How does the production process work in your organization?
We started in 2019: From the logo to the editorial plan, we did everything in-house and then launched Season 1. In 2020 we decided to do another season due to the success. Our goal is to produce about 10 episodes per season.
The most time-consuming part is often the search for a recording date with our guests. Of course there is also a lot of brain power in the conception of the episodes, the creation of a rough outline of the discussion and the briefing with guests. The recording itself takes about an hour and it takes place in our office, in any meeting room that is currently available. For the editing, processing, putting online and answering comments, as the podcast is now well shared, we need a maximum of two days.

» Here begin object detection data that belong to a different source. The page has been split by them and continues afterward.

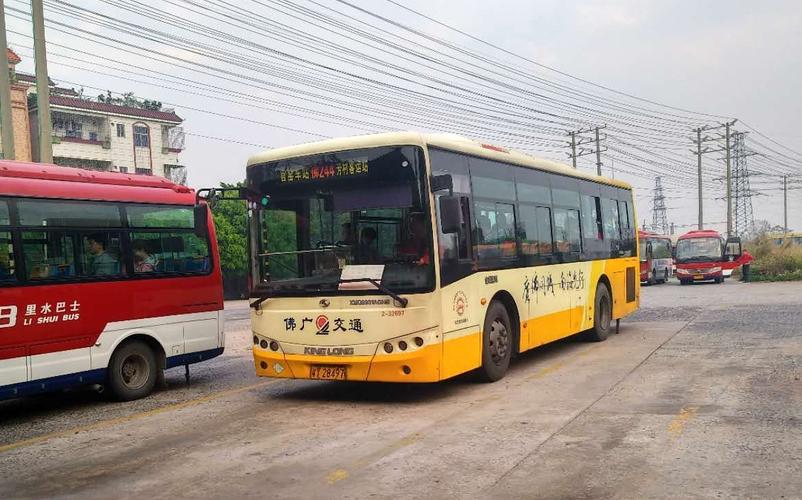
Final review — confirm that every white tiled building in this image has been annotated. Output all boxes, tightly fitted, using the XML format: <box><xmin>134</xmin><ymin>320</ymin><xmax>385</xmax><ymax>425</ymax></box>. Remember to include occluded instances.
<box><xmin>31</xmin><ymin>94</ymin><xmax>186</xmax><ymax>182</ymax></box>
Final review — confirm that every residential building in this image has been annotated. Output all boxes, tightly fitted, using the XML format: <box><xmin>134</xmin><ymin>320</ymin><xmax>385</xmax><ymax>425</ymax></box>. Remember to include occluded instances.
<box><xmin>30</xmin><ymin>93</ymin><xmax>186</xmax><ymax>182</ymax></box>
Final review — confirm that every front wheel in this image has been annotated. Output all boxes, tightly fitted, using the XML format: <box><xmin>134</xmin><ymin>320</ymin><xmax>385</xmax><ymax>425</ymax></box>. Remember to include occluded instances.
<box><xmin>587</xmin><ymin>283</ymin><xmax>613</xmax><ymax>342</ymax></box>
<box><xmin>108</xmin><ymin>340</ymin><xmax>159</xmax><ymax>401</ymax></box>
<box><xmin>479</xmin><ymin>301</ymin><xmax>513</xmax><ymax>382</ymax></box>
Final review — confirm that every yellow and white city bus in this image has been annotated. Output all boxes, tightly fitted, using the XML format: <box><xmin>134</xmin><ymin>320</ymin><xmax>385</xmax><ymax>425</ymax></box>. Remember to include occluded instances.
<box><xmin>238</xmin><ymin>133</ymin><xmax>640</xmax><ymax>382</ymax></box>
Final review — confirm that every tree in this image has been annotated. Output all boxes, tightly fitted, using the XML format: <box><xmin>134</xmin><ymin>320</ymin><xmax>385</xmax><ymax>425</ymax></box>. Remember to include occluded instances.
<box><xmin>212</xmin><ymin>182</ymin><xmax>248</xmax><ymax>275</ymax></box>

What are your top tips for organizations considering a podcast?
Think carefully about who you want to address and whether you have content for this target group or how complex it is to create this content. The Austrian Energy Agency, for example, has around 80 employees from a wide range of disciplines who provide scientific advice to politics, business, administration and international organisations. We can therefore access a wide range of projects, papers as well as studies and use this knowledge for the podcast. This works well because we explicitly address a expert audience. If, on the other hand, you have to research each episode of a podcast from scratch, and perhaps also produce it in a more entertaining way for a broad audience, the effort increases enormously.
Another important point: Define a communication strategy or measures to make your podcast known to the desired target group.
A podcast lives from authenticity and in our case from in-depth expert know-how. A little slip of the tongue and a few “uh’s” are ok. We only cut larger verbal mishaps. And: Think carefully about how you deal with approval processes – because subsequent change requests are difficult to implement.
Which equipment are you using for the podcast?
We use USB-Micros, which we have ordered from Amazon, and Adobe Audition. Important is the podcast hosting platform, were we rely on Podigee.
Thank you, Klaus, for the interview.